A sign of things to come. It’s going to be an interesting budget. Yesterday’s announcement of the early end of the solar hot water rebate scheme is an indication of that. Stand by for many more screams of outrage as the struggle to achieve a budget surplus is unveiled. It is not going to be an easy environment for Labor to increase its electoral support. So stand by as well, dare I write it, for the next round of leadership speculation.

End the pretty pictures. It’s hard to disagree with the sentiments Brisbane’s Courier-Mail expressed on its front page this morning that Queenslanders deserve a better election campaign than the photo opportunities being served up to them. 

 

Says the page one editorial:

In less than four weeks, Queenslanders will vote in an election that shapes as our most important in more than 20 years. And it seems Premier Anna Bligh and Campbell Newman, the man who wants her job, are happy for voters to cast their ballots without a decent discussion on the state’s future.

In the first 10 days of the campaign, Ms Bligh and Mr Newman have criss-crossed the state for a once-over-lightly debate on who should lead Queensland into the decade that will set up our century.

Ms Bligh has been fishing in the Gulf, sweated through a fitness class and taken fun videos of travelling journalists.

Mr Newman has cleaned graffiti from walls, driven a tractor through canefields and sorted through recycling products.
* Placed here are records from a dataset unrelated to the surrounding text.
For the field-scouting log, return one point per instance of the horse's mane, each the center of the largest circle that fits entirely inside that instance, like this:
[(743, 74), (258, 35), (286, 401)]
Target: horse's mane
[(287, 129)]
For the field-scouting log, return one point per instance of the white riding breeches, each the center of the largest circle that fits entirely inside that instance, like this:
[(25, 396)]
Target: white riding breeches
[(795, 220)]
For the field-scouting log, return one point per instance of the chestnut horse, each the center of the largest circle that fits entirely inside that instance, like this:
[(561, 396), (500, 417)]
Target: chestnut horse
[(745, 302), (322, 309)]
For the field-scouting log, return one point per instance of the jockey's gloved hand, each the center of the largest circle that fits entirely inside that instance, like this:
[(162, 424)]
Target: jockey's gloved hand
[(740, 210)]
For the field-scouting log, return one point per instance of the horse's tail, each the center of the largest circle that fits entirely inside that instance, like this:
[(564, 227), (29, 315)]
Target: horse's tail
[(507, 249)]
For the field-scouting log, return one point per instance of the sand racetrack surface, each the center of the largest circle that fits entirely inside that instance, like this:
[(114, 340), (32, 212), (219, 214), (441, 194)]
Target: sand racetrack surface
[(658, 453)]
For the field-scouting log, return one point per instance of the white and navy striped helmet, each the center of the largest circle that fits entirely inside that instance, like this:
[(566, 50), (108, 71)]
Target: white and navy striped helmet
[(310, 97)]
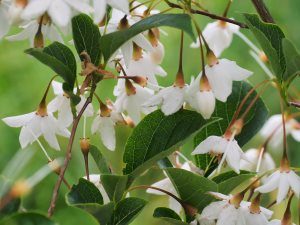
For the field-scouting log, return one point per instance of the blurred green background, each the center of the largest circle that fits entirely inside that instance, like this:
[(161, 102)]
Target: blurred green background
[(23, 81)]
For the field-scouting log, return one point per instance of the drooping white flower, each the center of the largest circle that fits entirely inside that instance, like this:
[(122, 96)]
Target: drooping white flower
[(167, 185), (216, 145), (171, 99), (120, 21), (96, 180), (5, 21), (221, 75), (203, 101), (282, 180), (277, 222), (36, 124), (218, 36), (104, 123), (30, 31), (256, 162), (130, 100), (101, 5), (273, 127), (61, 104), (60, 11), (224, 212)]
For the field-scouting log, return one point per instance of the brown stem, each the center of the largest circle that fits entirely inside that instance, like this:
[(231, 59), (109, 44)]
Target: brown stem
[(263, 11), (212, 16), (68, 155)]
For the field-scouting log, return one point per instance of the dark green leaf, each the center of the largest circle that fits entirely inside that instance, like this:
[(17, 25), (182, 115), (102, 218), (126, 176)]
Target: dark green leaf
[(126, 210), (100, 160), (157, 136), (166, 212), (12, 207), (27, 219), (192, 188), (59, 58), (84, 192), (86, 37), (252, 124), (102, 213), (110, 43), (270, 38), (292, 59), (114, 186), (228, 181)]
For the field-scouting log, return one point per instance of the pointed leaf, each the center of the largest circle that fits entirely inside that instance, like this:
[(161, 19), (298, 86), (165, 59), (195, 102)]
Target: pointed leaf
[(110, 43), (84, 192), (126, 211), (270, 38), (157, 136), (27, 218), (59, 58), (99, 160), (86, 37), (192, 188), (114, 186)]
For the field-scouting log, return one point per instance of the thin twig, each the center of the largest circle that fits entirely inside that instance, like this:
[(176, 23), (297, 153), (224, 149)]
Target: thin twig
[(211, 15), (263, 11), (68, 155)]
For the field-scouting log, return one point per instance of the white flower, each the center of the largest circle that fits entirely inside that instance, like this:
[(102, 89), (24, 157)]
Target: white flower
[(167, 185), (61, 104), (276, 222), (96, 180), (274, 127), (257, 217), (60, 11), (146, 68), (30, 30), (203, 101), (101, 5), (4, 18), (223, 211), (35, 125), (132, 103), (283, 180), (230, 149), (127, 48), (104, 123), (253, 156), (170, 98), (218, 36), (221, 75)]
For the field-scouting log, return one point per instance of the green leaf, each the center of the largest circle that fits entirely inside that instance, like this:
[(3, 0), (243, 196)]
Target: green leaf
[(84, 192), (168, 215), (99, 160), (27, 219), (103, 213), (292, 59), (166, 212), (157, 136), (252, 124), (110, 43), (86, 37), (59, 58), (228, 181), (270, 38), (114, 186), (12, 207), (126, 211), (192, 188)]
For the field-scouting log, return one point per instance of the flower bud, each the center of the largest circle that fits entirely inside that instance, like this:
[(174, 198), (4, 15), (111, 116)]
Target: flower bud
[(85, 146)]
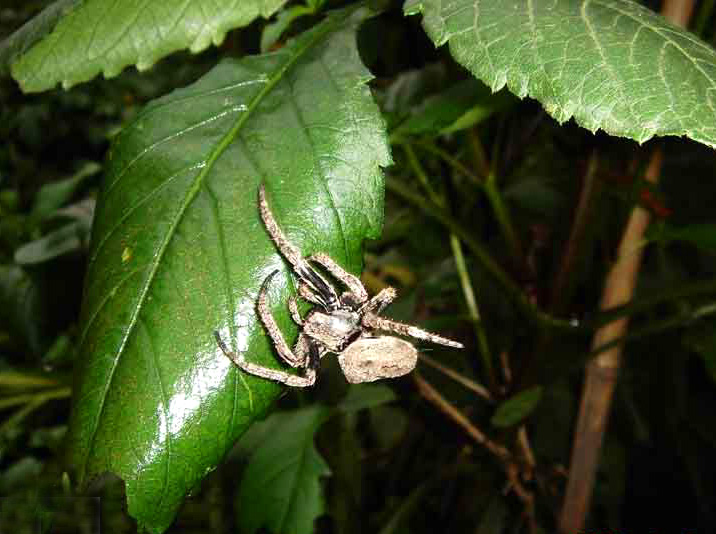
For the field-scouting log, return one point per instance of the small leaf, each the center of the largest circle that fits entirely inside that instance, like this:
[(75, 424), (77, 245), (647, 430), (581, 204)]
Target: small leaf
[(612, 65), (273, 30), (702, 340), (364, 396), (69, 238), (97, 36), (516, 408), (34, 30), (468, 102), (54, 195), (701, 235), (179, 251), (280, 489)]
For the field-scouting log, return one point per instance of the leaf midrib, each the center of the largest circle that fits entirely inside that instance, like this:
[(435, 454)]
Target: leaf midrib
[(189, 197)]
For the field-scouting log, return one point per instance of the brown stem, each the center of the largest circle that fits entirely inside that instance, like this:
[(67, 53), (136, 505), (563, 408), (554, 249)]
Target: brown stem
[(579, 226), (432, 395), (602, 371), (601, 374)]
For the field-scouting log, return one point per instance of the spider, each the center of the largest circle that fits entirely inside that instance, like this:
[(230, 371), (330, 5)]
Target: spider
[(346, 324)]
And they have avoided the issues that Queenslanders want discussed before the March 24 election.

From today, The Courier-Mail will start its own campaign to look deeper into the state’s most pressing issues. Today we examine the issues surrounding education.

We will get off Ms Bligh and Mr Newman’s secretive bus and plane trips and divert our journalists and photographers into more important coverage.

Queenslanders deserve an election campaign that gives them the time and material to make a decision for the state’s future.

If only the television would follow suit and stop attending photo opportunities. There is plenty not to like about the United States political system but at least they take it seriously with innumerable debates covering all the major issues.

Let them pay 75%. Going into an election campaign with a promise to put up income taxes is not the ordinary order of things but it is what French socialist presidential candidate Francois Hollande is doing. A future government led by him would tax incomes of more than a million euros a year at 75%. La Tribune reports that 20,000 to 30,000 tax households would be affected. The current maximum income tax rate in France is 40%.

A third Bush. Just a little follow up to yesterday’s reference to the talk that none of the four present Republican presidential candidates might obtain a majority of votes before the nominating convention, which would leave the way open for the selection of someone else. I notice that Jeb Bush, the other brother and former Florida governor, has entered the betting lists as the fifth man and given about the same chance of victory as Newt Gingrich.

An inconvenient dash of democracy. Solving the economic problems of Europe became more complicated yesterday when the Irish government decided that it had to actually act like a democracy. The country is to hold a referendum on the latest proposed amendments to the European Union treaty and the vote will in practice end up being a verdict on the policies of austerity the EU has imposed on the country. Combined with the April election of a new government in Greece there are now two votes that have the potential to disrupt the best laid plans of the European governing elite that clearly regards giving the people a say as a terrible nuisance.